I cut a length off my tabard with my knife and managed to suffocate the flames licking at Abdiel's clothes. I wanted to save Qatar as well, but she had been bathed in napalm, and by the time I even reached her she would have been dead, so I shrugged away the cruelty of triage and watched the battle in the sky.

They had risen high, but I could see the light of their weapons in the darkness, clashing and shooting and bursting. The gryphon shone floodlights upward as it circled beneath them, and then I could see more than the lightning and fire they hurled at each other.

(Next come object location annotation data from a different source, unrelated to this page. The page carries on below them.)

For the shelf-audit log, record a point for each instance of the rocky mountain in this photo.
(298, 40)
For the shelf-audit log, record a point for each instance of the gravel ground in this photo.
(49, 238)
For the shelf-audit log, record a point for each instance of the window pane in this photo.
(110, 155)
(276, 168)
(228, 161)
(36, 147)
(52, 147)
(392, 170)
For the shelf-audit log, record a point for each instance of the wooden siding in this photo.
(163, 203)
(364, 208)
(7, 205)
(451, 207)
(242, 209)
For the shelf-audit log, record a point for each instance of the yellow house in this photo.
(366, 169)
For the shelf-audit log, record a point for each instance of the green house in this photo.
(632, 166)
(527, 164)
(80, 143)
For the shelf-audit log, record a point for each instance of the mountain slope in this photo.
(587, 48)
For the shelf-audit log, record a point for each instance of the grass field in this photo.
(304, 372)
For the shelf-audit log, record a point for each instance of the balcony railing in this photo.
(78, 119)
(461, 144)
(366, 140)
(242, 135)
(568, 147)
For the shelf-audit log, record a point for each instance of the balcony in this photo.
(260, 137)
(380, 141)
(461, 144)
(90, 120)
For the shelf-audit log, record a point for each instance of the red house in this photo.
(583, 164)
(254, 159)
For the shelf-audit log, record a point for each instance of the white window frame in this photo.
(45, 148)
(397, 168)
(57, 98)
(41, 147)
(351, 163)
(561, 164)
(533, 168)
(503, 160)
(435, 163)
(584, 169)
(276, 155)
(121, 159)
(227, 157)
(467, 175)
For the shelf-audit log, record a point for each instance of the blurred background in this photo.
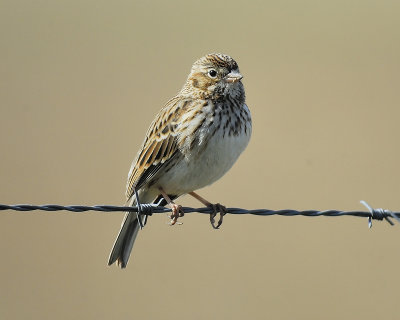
(80, 82)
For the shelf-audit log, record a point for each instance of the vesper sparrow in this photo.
(193, 141)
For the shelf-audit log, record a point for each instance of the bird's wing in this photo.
(159, 146)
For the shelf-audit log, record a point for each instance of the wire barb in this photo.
(149, 209)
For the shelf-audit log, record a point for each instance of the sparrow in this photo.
(192, 142)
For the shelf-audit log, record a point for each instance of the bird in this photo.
(192, 142)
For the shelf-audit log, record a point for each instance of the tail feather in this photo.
(123, 244)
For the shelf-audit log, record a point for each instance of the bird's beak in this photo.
(233, 77)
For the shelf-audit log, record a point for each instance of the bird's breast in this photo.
(209, 152)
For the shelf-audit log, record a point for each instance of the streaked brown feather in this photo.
(159, 146)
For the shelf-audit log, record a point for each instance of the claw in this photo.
(177, 212)
(222, 211)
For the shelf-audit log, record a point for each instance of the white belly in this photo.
(204, 165)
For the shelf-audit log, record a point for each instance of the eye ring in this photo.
(212, 73)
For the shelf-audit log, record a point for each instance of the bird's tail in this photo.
(126, 237)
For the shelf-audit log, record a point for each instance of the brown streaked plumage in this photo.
(193, 141)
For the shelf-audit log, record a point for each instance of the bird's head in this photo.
(215, 76)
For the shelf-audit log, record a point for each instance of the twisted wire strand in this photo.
(149, 209)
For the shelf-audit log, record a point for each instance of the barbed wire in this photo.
(149, 209)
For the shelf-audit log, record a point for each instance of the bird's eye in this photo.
(212, 73)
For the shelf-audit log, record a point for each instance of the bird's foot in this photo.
(222, 211)
(177, 212)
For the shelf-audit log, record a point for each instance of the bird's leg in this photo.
(217, 207)
(177, 210)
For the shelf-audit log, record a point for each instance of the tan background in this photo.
(80, 81)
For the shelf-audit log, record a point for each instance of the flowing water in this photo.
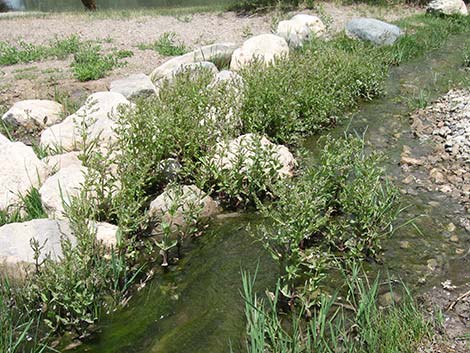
(71, 5)
(197, 307)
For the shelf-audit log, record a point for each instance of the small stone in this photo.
(404, 244)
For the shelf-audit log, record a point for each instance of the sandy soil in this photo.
(43, 79)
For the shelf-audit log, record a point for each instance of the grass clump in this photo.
(90, 64)
(339, 208)
(166, 45)
(366, 328)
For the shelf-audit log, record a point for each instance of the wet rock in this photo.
(21, 170)
(245, 147)
(299, 29)
(60, 188)
(94, 118)
(179, 205)
(34, 113)
(264, 47)
(15, 239)
(134, 86)
(219, 52)
(372, 30)
(447, 7)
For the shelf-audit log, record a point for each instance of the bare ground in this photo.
(44, 79)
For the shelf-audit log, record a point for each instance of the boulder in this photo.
(300, 29)
(59, 161)
(34, 113)
(95, 116)
(447, 7)
(212, 53)
(60, 188)
(21, 169)
(372, 30)
(134, 86)
(15, 240)
(245, 147)
(264, 47)
(183, 200)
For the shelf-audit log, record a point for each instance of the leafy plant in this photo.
(166, 45)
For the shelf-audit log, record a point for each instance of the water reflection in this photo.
(67, 5)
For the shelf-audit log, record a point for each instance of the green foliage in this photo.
(399, 328)
(31, 208)
(90, 64)
(304, 93)
(340, 207)
(27, 52)
(166, 45)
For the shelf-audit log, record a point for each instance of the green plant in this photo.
(166, 45)
(366, 328)
(341, 207)
(90, 64)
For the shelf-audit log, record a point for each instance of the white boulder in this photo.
(264, 47)
(448, 7)
(60, 188)
(21, 169)
(95, 116)
(34, 113)
(300, 29)
(245, 148)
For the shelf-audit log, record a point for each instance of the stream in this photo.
(196, 307)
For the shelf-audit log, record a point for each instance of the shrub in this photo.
(339, 207)
(305, 93)
(166, 45)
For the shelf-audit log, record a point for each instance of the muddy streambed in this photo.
(197, 307)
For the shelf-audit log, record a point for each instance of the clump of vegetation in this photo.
(31, 208)
(27, 52)
(339, 208)
(166, 45)
(90, 64)
(364, 328)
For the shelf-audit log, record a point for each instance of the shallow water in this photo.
(70, 5)
(197, 306)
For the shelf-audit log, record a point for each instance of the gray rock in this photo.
(134, 86)
(372, 30)
(447, 7)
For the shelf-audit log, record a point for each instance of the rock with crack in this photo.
(34, 113)
(16, 239)
(447, 7)
(134, 86)
(21, 170)
(372, 30)
(178, 206)
(59, 189)
(215, 53)
(94, 119)
(244, 150)
(265, 47)
(300, 29)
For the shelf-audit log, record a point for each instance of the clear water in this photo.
(197, 307)
(71, 5)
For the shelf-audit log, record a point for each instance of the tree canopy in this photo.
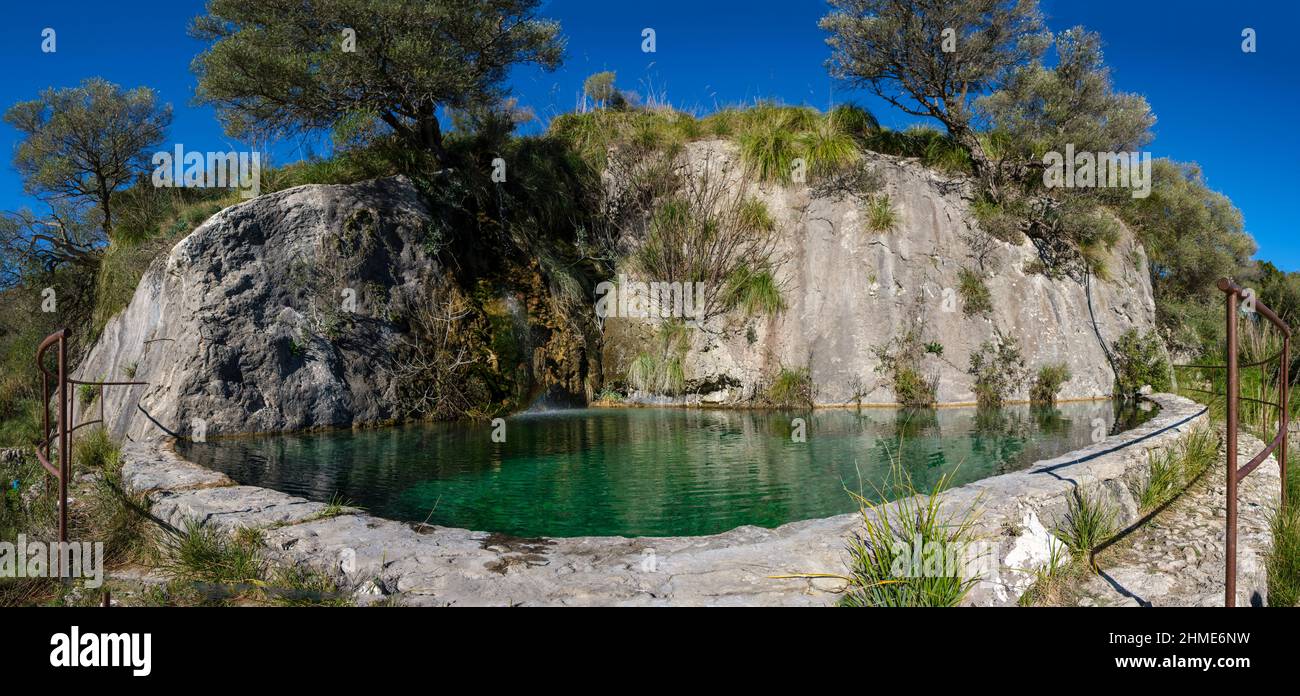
(932, 57)
(81, 145)
(278, 66)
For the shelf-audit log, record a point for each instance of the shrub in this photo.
(95, 450)
(975, 297)
(792, 388)
(661, 371)
(882, 556)
(901, 359)
(1139, 362)
(1048, 383)
(827, 148)
(770, 145)
(999, 370)
(882, 216)
(1088, 522)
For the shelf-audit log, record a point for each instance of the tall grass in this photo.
(1088, 522)
(880, 554)
(792, 388)
(882, 216)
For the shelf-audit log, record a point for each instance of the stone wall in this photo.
(849, 289)
(744, 566)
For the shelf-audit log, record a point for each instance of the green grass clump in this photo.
(792, 388)
(95, 450)
(662, 371)
(1283, 560)
(211, 566)
(1047, 383)
(1139, 362)
(754, 292)
(882, 553)
(1165, 480)
(997, 370)
(882, 216)
(976, 298)
(1174, 470)
(1088, 522)
(770, 146)
(207, 554)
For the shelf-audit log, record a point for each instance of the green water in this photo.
(650, 471)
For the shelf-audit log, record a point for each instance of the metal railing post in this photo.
(1231, 397)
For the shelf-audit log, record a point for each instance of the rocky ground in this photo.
(1177, 558)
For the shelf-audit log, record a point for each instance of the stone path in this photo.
(1177, 558)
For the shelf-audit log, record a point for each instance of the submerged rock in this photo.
(273, 315)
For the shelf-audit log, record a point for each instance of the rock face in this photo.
(245, 325)
(280, 314)
(849, 289)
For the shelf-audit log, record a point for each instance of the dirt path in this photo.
(1177, 557)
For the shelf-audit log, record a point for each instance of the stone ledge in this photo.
(440, 565)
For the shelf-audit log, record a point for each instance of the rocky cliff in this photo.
(284, 312)
(232, 329)
(849, 290)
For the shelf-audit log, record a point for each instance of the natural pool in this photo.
(651, 471)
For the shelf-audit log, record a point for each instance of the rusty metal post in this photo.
(1231, 398)
(44, 410)
(1286, 415)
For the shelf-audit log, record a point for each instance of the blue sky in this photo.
(1231, 112)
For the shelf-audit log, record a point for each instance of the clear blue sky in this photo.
(1231, 112)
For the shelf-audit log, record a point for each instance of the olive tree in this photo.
(291, 65)
(79, 147)
(1041, 108)
(934, 57)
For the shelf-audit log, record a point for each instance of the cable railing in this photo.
(1278, 444)
(63, 427)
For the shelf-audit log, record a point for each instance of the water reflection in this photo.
(651, 471)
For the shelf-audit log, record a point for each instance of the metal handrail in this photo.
(1233, 398)
(64, 427)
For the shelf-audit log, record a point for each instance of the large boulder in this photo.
(273, 315)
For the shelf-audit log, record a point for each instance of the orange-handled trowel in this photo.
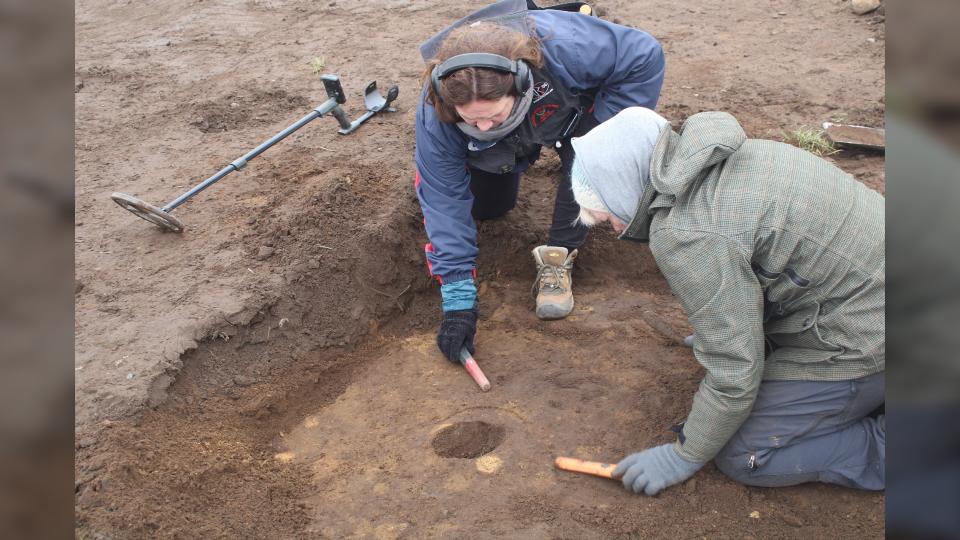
(596, 468)
(473, 369)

Blitzkrieg was free of Regis's whip now, and tread the sky on jets of red flame. Now and then he would turn and blast one of Regis's blue tendrils with it, causing the Angel to drop, but always a new tendril would sprout, and then Regis would strike with his sword, or his whip, or summon a charged burst from the air around Blitzkrieg. A few times I saw Regis fire a volley of small missiles from his forearm, and Blitzkrieg produced a whip of his own that seemed to chip at Regis's armor when he landed a blow. In the end they were clutching at each other's throats, and I saw bursts of red or blue light whenever one would hit the other with his fist. Then there was a shattering so loud that we on the ground could hear it, and Blitzkrieg fell like a meteor.